Overall, in our experience, it is much easier and faster for many foreign nationals involved in innovative technology development to qualify for EB-2 NIW than for any other green card option.


Finally, the last green card option that may be appropriate for entrepreneurs is a traditional direct investment route through EB-5 category.

Entrepreneurs are eligible to apply for EB-5 green card if they:

  • Make the necessary investment in a new commercial enterprise in the United States (established after November 29, 1990 with certain exceptions); and
  • Plan to create or preserve 10 permanent full-time jobs for qualified U.S. workers.

The qualifying jobs must be created directly by the new commercial enterprise to be counted. This means that the new commercial enterprise (or its wholly owned subsidiaries) must itself be the employer of the qualifying employees . In the case of a troubled business, the EB-5 investor may rely on job maintenance.

Required minimum investments are:

  • General. The minimum qualifying investment in the United States is $1 million unless the investment is in a Targeted Employment Area (High Unemployment or Rural Area).
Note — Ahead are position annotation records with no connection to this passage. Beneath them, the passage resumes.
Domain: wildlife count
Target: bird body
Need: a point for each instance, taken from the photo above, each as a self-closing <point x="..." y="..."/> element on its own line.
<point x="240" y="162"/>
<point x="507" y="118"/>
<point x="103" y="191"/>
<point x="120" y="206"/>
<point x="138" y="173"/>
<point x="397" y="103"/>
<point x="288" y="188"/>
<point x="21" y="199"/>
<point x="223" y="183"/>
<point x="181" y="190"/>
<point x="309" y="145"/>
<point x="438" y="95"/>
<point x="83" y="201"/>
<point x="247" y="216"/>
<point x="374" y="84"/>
The minimum qualifying investment either within a high-unemployment area or rural area in the United States is $500,000.
  • A targeted employment area is an area that, at the time of investment, is a rural area or an area which has experienced unemployment of at least 150 percent of the national average rate.

In addition, the entrepreneur must establish the legal source of the capital invested.

EB-5 category may be a good fit for certain entrepreneurs but petitioners have to take into account long processing times, which currently exceed 1 year as well as a two-step process in which the initial green card is only good for 2 years and the entrepreneur must apply to remove the conditions on residence after 2 years, confirming that the investment has been sustained and that the required number of employees has been hired. Many entrepreneurs cannot predict how their business will be doing and it is a tricky situation if the initial business plan model changes before a permanent green card is received, which may result in the entrepreneur’s inability to remove the conditions on residence and lose the green card.